Brothers Michael, Alec and Ryan are hardly saints to begin with. Michael’s addicted to sex and gambling; Ryan has a drug problem and likes getting into fights. Alec alone is sensitive and responsible, but his secret struggles with his sexuality are starting to take a mental toll. When Alec starts dating Fiona, who’s immediately coveted by both his siblings, it kicks off a chain reaction of infidelity and violence.
The play’s scenes are all short and bitty, lasting only long enough to disclose the latest transgression. Events escalate alarmingly, defying logic and plausibility. It’s amazing that the priest manages to keep a straight face. The cast do their best with the material they’ve been given, but Stu Jackson’s production is slow and lumbering, spending half its time transitioning awkwardly between scenes.

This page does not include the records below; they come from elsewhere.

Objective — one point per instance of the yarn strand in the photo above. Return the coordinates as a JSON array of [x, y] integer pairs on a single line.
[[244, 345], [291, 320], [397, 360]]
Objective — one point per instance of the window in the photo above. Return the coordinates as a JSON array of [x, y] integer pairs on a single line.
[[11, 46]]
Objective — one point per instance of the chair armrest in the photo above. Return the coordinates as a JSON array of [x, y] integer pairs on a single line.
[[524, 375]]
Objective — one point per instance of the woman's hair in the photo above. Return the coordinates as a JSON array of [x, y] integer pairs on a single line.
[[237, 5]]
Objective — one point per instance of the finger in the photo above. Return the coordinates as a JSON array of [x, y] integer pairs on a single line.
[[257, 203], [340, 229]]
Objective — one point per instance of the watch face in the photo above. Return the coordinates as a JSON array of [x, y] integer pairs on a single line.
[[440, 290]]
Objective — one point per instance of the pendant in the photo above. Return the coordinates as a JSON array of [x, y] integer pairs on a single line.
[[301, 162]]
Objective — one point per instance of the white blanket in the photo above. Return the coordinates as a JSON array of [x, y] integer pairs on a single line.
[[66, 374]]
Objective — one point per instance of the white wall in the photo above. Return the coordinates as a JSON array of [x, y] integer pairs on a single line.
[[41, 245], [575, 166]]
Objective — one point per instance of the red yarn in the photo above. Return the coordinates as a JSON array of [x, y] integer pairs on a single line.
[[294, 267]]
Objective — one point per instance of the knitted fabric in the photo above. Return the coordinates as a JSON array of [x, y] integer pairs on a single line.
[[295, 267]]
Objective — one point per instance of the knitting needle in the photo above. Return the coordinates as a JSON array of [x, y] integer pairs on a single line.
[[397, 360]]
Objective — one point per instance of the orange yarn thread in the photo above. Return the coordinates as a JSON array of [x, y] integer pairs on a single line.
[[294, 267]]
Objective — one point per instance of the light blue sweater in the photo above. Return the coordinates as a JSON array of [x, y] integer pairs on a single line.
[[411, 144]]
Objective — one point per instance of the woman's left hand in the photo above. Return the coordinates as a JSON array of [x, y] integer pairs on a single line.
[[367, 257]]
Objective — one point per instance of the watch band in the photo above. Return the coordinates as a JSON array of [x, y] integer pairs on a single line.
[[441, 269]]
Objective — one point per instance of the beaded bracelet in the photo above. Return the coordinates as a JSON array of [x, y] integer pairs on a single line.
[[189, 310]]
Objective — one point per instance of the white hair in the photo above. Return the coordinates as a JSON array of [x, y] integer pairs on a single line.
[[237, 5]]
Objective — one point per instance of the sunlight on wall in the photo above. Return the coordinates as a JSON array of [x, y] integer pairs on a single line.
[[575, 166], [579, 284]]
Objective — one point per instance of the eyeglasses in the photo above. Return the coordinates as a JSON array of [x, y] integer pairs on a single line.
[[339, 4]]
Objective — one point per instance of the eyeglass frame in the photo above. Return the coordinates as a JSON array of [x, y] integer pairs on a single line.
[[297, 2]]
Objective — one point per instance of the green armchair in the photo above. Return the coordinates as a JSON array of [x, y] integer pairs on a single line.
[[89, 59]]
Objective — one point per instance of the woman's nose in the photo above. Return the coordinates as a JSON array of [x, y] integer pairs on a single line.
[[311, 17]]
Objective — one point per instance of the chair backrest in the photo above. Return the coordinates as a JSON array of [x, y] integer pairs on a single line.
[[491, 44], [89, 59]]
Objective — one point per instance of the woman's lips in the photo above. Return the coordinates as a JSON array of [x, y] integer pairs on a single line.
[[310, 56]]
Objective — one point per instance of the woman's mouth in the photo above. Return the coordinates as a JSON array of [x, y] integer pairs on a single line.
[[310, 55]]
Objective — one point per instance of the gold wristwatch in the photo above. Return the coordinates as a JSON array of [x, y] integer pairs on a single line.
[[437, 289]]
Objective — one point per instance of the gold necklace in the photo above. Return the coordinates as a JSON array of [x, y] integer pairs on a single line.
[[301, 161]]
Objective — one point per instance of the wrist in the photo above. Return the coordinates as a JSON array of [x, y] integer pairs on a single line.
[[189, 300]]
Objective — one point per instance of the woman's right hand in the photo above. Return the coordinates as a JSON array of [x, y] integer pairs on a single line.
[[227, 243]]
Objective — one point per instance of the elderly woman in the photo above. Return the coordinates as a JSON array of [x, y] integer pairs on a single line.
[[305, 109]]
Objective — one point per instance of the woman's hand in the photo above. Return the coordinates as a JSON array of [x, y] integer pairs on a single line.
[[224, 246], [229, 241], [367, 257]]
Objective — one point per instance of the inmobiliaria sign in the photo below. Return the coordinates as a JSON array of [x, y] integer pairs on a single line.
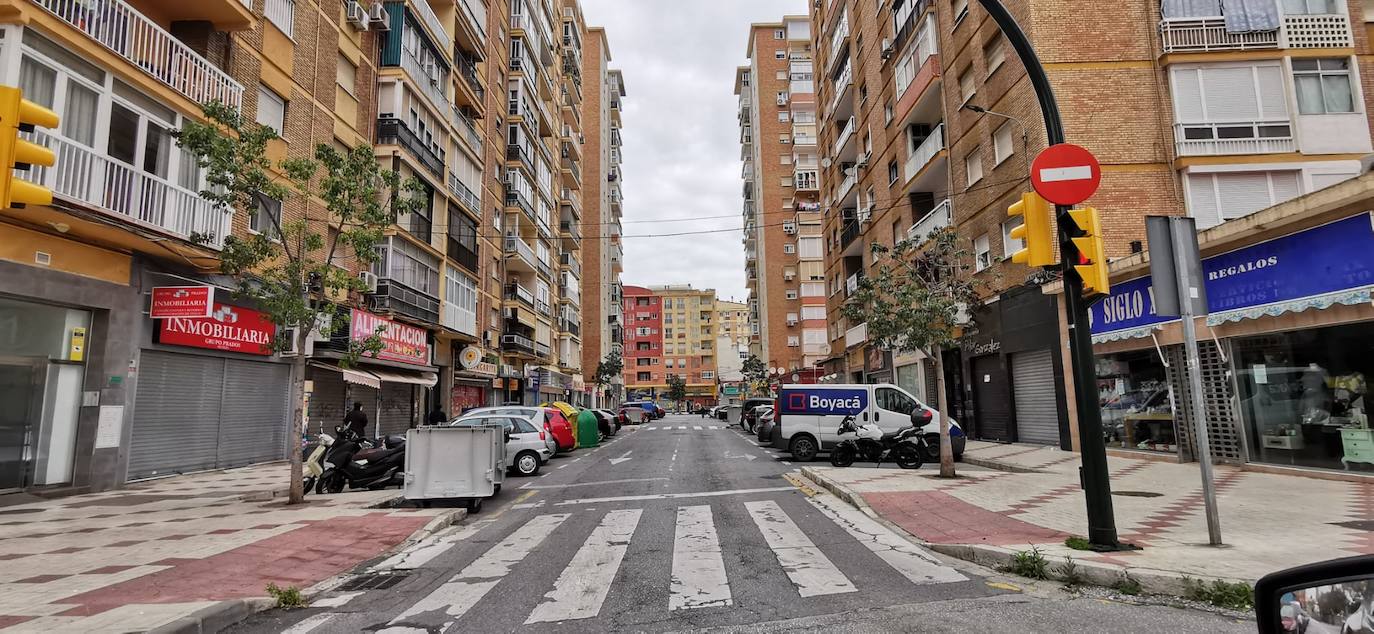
[[400, 343], [231, 329]]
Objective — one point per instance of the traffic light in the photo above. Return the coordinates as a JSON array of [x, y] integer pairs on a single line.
[[19, 114], [1093, 256], [1035, 230]]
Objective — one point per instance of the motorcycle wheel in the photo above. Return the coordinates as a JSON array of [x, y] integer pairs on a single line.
[[842, 455]]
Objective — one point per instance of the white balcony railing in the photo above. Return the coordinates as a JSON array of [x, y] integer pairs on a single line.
[[925, 151], [936, 219], [1205, 139], [95, 179], [143, 43]]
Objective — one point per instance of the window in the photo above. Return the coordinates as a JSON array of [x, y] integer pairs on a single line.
[[1002, 143], [981, 253], [973, 167], [271, 110], [1323, 85], [994, 54], [1009, 244], [966, 85]]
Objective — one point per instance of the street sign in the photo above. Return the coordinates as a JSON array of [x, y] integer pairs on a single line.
[[1065, 173]]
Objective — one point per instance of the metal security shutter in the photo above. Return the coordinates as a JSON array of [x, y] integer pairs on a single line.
[[254, 416], [1032, 384], [176, 414]]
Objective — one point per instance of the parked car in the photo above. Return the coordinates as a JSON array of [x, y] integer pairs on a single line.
[[809, 416], [528, 447]]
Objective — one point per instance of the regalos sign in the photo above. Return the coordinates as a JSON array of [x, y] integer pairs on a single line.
[[231, 329], [400, 343]]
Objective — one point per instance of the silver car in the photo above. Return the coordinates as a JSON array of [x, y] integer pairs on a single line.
[[529, 446]]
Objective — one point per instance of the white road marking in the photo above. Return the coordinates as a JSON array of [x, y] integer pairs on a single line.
[[704, 494], [460, 593], [808, 568], [904, 557], [581, 587], [698, 578]]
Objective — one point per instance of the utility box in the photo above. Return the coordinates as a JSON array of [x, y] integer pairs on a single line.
[[455, 462]]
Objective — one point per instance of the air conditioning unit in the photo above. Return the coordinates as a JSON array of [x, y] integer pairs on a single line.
[[379, 19], [356, 15], [368, 279]]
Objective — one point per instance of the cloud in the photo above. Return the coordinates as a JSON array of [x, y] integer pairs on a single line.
[[682, 134]]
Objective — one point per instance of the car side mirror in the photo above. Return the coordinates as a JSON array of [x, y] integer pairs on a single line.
[[1336, 593]]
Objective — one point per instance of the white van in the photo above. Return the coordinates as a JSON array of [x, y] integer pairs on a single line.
[[807, 417]]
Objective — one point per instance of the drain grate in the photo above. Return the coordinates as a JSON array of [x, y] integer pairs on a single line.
[[377, 581]]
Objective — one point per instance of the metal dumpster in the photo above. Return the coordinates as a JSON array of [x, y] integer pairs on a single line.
[[455, 462]]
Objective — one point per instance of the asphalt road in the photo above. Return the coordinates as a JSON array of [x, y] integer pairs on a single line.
[[686, 524]]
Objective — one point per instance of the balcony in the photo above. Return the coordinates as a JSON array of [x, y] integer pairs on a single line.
[[936, 219], [94, 179], [1219, 138], [393, 131], [146, 46]]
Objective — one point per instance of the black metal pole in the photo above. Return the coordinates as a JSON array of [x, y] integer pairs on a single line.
[[1097, 488]]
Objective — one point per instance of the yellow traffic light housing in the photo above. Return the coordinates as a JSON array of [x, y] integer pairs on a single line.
[[1093, 255], [1035, 230], [19, 114]]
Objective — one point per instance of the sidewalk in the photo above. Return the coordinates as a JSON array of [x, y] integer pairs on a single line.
[[147, 556], [1268, 521]]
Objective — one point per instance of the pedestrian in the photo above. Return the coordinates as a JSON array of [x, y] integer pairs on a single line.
[[437, 417], [356, 421]]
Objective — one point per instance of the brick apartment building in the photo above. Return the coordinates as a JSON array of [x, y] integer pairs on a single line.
[[928, 121]]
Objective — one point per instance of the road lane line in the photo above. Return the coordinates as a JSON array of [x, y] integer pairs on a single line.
[[581, 587], [460, 593], [698, 578], [808, 568]]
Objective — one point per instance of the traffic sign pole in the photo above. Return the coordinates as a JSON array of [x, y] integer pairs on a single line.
[[1097, 487]]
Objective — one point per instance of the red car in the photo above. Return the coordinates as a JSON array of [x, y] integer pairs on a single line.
[[562, 431]]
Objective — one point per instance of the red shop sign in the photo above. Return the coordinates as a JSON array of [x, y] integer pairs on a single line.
[[230, 328], [400, 343], [182, 301]]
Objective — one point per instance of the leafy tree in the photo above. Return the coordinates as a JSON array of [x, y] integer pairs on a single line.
[[293, 267], [913, 301], [756, 374], [676, 389]]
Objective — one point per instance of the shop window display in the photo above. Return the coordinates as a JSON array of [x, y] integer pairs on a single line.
[[1303, 396], [1136, 403]]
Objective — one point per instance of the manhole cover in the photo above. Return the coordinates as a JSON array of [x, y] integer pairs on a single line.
[[375, 581]]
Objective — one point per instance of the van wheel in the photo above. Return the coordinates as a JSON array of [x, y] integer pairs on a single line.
[[803, 449]]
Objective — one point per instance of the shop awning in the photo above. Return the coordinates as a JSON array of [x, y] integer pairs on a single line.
[[356, 377], [406, 377], [1322, 301]]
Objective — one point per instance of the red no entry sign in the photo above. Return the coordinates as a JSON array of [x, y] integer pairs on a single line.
[[1065, 173]]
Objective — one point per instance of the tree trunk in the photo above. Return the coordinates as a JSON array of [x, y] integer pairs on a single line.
[[943, 405], [296, 436]]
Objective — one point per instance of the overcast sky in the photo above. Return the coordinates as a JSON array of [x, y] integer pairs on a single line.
[[682, 138]]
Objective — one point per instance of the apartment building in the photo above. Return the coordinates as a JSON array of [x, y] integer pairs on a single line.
[[781, 194], [601, 205], [1187, 114]]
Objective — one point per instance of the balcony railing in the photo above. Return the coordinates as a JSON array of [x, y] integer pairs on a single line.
[[1234, 138], [932, 222], [95, 179], [926, 151], [135, 37]]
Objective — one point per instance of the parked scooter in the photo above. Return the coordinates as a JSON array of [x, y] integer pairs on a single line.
[[345, 465], [906, 446]]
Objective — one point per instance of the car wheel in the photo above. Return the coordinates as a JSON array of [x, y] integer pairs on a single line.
[[526, 464], [803, 449]]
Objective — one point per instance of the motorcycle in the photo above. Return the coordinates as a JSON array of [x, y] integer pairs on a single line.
[[346, 464], [906, 447]]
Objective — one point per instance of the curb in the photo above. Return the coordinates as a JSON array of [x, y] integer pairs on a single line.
[[1106, 575]]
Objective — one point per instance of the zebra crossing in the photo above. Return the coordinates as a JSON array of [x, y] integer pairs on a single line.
[[700, 565]]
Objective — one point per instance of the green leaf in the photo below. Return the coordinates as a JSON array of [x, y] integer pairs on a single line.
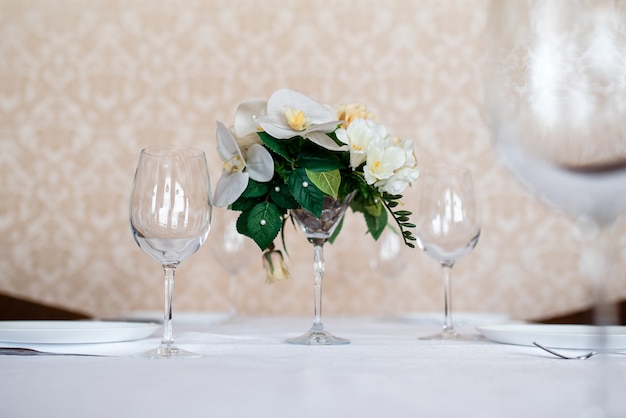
[[376, 224], [319, 159], [262, 223], [327, 181], [310, 197], [282, 198], [243, 204]]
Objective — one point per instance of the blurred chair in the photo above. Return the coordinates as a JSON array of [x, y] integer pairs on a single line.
[[585, 316]]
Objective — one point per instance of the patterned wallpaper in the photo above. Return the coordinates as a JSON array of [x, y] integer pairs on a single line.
[[84, 85]]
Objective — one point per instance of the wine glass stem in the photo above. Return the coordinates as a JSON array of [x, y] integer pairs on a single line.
[[169, 270], [233, 295], [318, 271], [448, 326]]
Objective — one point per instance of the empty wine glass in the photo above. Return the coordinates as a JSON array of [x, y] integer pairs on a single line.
[[447, 228], [233, 251], [170, 218]]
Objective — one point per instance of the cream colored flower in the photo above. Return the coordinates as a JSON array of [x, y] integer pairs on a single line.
[[351, 111], [358, 136]]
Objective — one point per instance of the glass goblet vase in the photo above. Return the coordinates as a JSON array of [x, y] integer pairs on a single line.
[[318, 231]]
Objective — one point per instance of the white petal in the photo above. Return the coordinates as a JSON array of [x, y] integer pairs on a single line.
[[226, 144], [229, 187], [276, 126], [325, 141], [286, 98], [245, 123], [259, 163]]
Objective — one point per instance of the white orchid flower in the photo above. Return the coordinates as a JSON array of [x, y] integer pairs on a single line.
[[245, 126], [358, 135], [239, 166], [290, 113]]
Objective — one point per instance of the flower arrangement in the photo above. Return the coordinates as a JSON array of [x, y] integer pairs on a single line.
[[290, 151]]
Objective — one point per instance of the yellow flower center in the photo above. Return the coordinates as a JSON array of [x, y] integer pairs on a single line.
[[234, 164], [297, 120]]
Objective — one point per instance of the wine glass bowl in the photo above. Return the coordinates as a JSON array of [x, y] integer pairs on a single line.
[[447, 227], [170, 219]]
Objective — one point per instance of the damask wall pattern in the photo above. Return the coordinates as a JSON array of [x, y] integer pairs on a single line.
[[84, 85]]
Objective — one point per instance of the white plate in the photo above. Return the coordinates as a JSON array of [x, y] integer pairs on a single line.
[[73, 332], [586, 337]]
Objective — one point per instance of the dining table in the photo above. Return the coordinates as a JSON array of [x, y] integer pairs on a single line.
[[247, 370]]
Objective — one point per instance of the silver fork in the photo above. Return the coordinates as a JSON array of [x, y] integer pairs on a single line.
[[579, 357]]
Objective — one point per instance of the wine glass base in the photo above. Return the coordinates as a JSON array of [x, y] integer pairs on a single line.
[[168, 352], [317, 338], [452, 336]]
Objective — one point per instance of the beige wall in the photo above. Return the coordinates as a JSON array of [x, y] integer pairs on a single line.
[[84, 85]]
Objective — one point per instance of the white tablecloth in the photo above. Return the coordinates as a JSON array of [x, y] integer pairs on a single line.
[[248, 371]]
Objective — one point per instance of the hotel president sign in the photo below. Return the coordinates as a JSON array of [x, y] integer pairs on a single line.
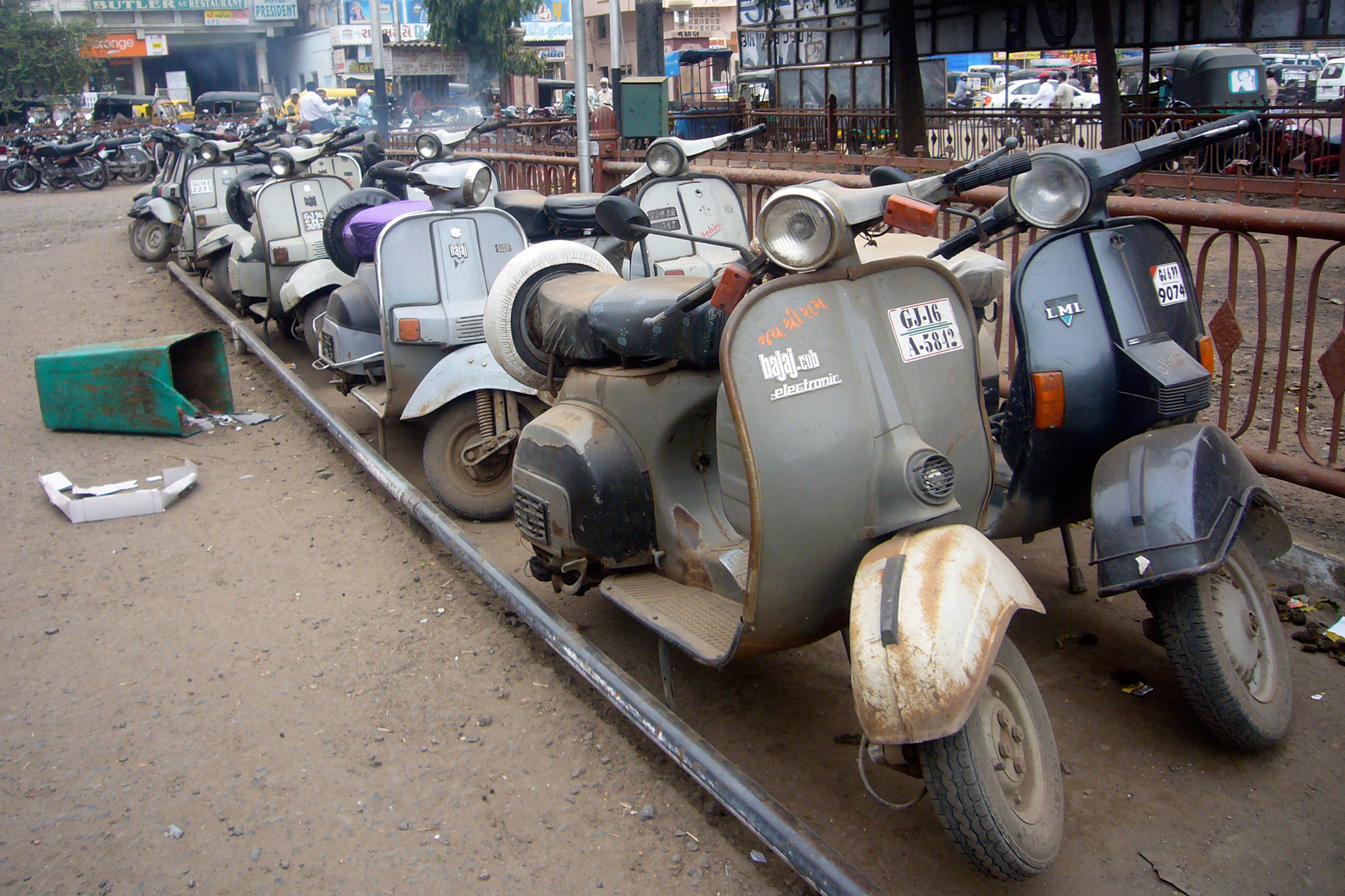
[[139, 6]]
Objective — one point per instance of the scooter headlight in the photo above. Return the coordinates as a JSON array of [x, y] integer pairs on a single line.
[[280, 164], [1055, 194], [665, 159], [477, 188], [801, 230], [428, 146]]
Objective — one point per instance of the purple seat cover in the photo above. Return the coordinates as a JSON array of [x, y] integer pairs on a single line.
[[363, 227]]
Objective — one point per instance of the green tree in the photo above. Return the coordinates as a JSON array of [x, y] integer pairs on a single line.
[[38, 56], [479, 27]]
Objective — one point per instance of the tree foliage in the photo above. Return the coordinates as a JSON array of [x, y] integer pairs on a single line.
[[38, 56], [479, 28]]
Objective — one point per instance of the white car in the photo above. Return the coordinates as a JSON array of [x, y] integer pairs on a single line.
[[1021, 93]]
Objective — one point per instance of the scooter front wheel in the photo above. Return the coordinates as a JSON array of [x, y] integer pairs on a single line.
[[996, 784], [481, 490], [1228, 651]]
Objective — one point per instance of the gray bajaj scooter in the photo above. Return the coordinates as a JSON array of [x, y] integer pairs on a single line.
[[1113, 367], [813, 458]]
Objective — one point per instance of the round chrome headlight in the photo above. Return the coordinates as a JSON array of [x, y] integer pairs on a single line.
[[477, 188], [665, 159], [1055, 194], [799, 230], [931, 479], [280, 164], [428, 147]]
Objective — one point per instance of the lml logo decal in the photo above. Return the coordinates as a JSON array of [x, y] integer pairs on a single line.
[[1064, 312]]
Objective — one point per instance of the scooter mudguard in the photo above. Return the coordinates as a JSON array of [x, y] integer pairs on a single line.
[[1168, 505], [927, 616], [309, 278], [218, 240], [163, 210], [464, 371]]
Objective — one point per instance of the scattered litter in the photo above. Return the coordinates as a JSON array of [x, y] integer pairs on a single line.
[[104, 505]]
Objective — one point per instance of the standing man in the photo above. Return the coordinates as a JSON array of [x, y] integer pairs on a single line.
[[314, 109], [363, 108]]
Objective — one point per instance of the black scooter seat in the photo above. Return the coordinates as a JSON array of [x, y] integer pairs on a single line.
[[591, 317]]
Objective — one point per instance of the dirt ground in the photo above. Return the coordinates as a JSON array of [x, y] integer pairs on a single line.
[[268, 668]]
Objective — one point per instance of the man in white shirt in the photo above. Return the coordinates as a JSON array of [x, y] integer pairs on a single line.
[[314, 109]]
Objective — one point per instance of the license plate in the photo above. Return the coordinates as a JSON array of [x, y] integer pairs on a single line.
[[927, 330], [1168, 284]]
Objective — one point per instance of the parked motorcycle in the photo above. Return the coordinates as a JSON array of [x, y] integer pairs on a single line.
[[751, 473], [1114, 366]]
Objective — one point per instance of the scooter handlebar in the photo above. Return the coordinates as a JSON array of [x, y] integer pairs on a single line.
[[994, 172]]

Most problematic, though, is the play’s lurid sensationalising of every issue it lands on, from homosexuality to rape. This is sordid, shock-seeking stuff, topping each revelation with something even more scandalous. After the nastiness reaches its peak, there’s a brief, belated stab at redemption, but it’s not enough to absolve this grisly drama. Some sins are unforgivable.